15. THE STARLING (dir. Theodore Melfi)
What’s it about? A couple’s marriage is tested upon the tragic death of their baby. While the husband is at a psychiatric institution, the wife must deal with a bothersome bird in her home yard.
What we have to say: ‘The Starling’, directed by Theodore Melfi of ‘Hidden Figures’, is a stale if sweet-natured comedy. And we use the word ‘comedy’ lightly here since the plot of mourning a death is no laughing matter. If anything, it is an improvement on actor Mellisa McCarthy’s last film, the atrocious superhero movie named ‘Thunder Force’.
16. STRAY (dir. Elizabeth Lo)
What’s it about? The documentary follows the lives of various stray dogs in the streets of Istanbul, Turkey.
What we have to say: The quiet documentary is poignant, emotional and a little sad as it follows the lives of three stray dogs in the rough streets of Istanbul. It shows us the gritty, less animal-friendly side of the bustling city while drawing parallels with the impoverished lives of the homeless Syrian refugees who share street space with their furry friends.
17. SWEET GIRL (dir. Brian Andrew Mendoza)
What’s it about? A man sets out on a quest with his daughter to bring down the pharmaceutical company that was responsible for his wife’s death.
What we have to say: The action in the film is realistic and hugely entertaining to watch. While it is a decent action film, the litmus test for the audience is really at the end when a sudden plot twist takes place. Those completely taken aback by the revelation will either detest the movie or love it even more for it.

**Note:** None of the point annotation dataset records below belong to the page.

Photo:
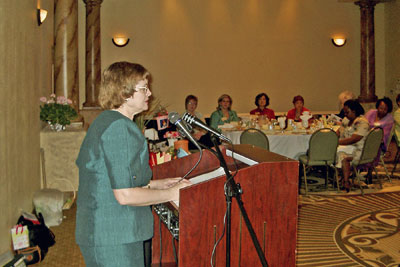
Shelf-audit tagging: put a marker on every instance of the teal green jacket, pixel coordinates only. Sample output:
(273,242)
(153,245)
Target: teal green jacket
(113,155)
(216,118)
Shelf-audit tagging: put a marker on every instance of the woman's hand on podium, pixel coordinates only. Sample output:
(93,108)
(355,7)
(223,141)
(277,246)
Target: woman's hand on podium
(168,183)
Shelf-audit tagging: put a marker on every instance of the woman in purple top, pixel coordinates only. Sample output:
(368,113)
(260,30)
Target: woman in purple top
(381,117)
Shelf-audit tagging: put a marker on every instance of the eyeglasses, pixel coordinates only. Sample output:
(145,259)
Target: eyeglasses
(143,89)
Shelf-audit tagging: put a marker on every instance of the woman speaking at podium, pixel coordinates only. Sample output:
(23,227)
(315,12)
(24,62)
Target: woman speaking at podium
(115,191)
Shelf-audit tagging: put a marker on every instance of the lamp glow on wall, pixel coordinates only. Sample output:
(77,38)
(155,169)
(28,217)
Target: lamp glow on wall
(120,41)
(41,15)
(339,41)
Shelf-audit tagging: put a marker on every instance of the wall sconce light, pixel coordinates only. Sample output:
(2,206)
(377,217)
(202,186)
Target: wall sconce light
(339,42)
(120,41)
(41,15)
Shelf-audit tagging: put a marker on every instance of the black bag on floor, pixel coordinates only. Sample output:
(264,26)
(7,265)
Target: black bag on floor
(39,236)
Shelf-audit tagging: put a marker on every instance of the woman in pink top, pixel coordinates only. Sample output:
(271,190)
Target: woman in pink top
(262,102)
(297,111)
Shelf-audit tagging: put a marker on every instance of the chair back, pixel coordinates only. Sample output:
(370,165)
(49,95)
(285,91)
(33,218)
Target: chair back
(371,146)
(323,146)
(390,137)
(396,138)
(254,137)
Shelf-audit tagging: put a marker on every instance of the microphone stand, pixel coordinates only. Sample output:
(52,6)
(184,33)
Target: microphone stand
(233,190)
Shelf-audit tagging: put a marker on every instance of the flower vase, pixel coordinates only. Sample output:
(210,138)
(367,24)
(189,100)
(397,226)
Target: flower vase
(56,127)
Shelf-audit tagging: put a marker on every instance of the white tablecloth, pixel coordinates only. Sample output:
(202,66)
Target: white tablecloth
(288,145)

18. TITANIUM (Titane, dir. Julia Ducournau)
What’s it about? The French thriller has a bonkers storyline where a serial killer has intercourse with a car and is pregnant with a mysterious child. After committing a series of murders, she goes on the run and disguises herself as the long-lost son of a firefighter.
What we have to say: An exciting premise is let down by the second half when the film changes gears and switches genres. What was a merciless and shocking movie about cars and ultra-violence in the first half becomes a strange family comedy-drama with gender-bending situations and father-child bonding. Both genres would work well in separate films but the mood switch here feels too unsettling.

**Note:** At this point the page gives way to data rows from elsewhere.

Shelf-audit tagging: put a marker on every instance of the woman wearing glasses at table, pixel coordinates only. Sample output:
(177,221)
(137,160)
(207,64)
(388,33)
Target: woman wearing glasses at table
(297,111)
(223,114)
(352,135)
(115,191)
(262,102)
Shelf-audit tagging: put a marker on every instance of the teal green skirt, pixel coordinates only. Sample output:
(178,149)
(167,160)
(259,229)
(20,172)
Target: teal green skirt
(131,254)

19. TWO (Dos, dir. Mar Targarona)
What’s it about? The Spanish thriller, which is now on Netflix, follows two strangers who wake up to find their abdomens sewed to each other with no memory of how they got there.

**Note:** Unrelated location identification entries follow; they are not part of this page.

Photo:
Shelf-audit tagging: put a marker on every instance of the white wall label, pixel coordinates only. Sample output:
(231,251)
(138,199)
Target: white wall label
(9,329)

What we have to say: ‘Two’ is extremely strange, disturbing and stomach-churning, albeit with an eyebrow-raising plotline. This is a hard R movie
and those with a revulsion to body horror will want to give this a pass. There are some ridiculous choices made by characters here. Secondly, the movie brings attention to a mentally ill antagonist being maniacally obsessed with the number two and makes fun of him for it. But then the movie goes on to make a statement about the symbolism of the number at the end as if the villain was right. It’s an artistic choice that will confuse the audience.